NuoDB uses a distributed object architecture (as do many NoSQL databases) in a peer-to-peer environment that the company likens to BitTorrent. When you update a record you append the changes to the existing data rather than replacing it so you always have a historic data view of your database. The architecture involves the use of transaction nodes and archive nodes where the former is held in memory and the latter use key/value (NoSQL) storage for holding the data. With multiple archive nodes able to hold the same data there is no requirement to take back-ups and there is similarly no need to replicate data for high availability purposes and there is no need for partitioning. This will sound very like a standard NoSQL database. The big difference is that it has been designed specifically to support SQL and is fully ACID compliant.

JustOneDB is something else again.

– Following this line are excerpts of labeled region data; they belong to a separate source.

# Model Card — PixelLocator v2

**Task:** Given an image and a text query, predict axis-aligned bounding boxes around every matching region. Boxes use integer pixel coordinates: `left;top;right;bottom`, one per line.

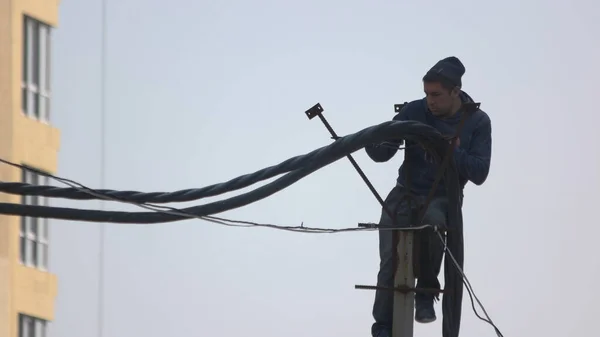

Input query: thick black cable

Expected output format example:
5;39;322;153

0;121;446;223
0;121;441;203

It too is fully ACID compliant (as is the Oracle NoSQL Database) and is designed to support SQL. In its case, the environment looks just like PostgreSQL and it runs in the cloud on Heroku. However, it uses a completely different storage architecture that the company refers to as tunnel storage. I am not at liberty to explain what tunnel storage means (I can say that it is neither column-based nor key/value based) but I have gone down into the weeds of the technology and it does make sense. Features include the fact that the architecture is implicitly aware of joins and it does not require either indexes or partitioning. One thing that is interesting about it is that it could potentially support query processing (for example, you never need to do full table scans) as well as OLTP though it is on the latter that the company is focusing. Again, JustOneDB always appends data and never deletes what was there originally. However, it differs from its competitors by a focus on scaling up rather than scaling out, at least for the present. That is, how you scale on a single server rather than across servers. The company’s view (a not unreasonable one) is that ideally you want scale out as late as possible and that’s why it is focusing on scaling up. Internal running of TPC-H benchmarks suggests performance improvements compared to standard PostgreSQL of orders (100X +) of magnitude.

NoSQL is interesting if you are keen on MongoDB, Cassandra or Hadoop but these are outside the realms of most people’s experience. NewSQL databases, on the other hand, live right where most people have spent most of their time and, to that extent, they are a lot more interesting and are certainly worth checking out.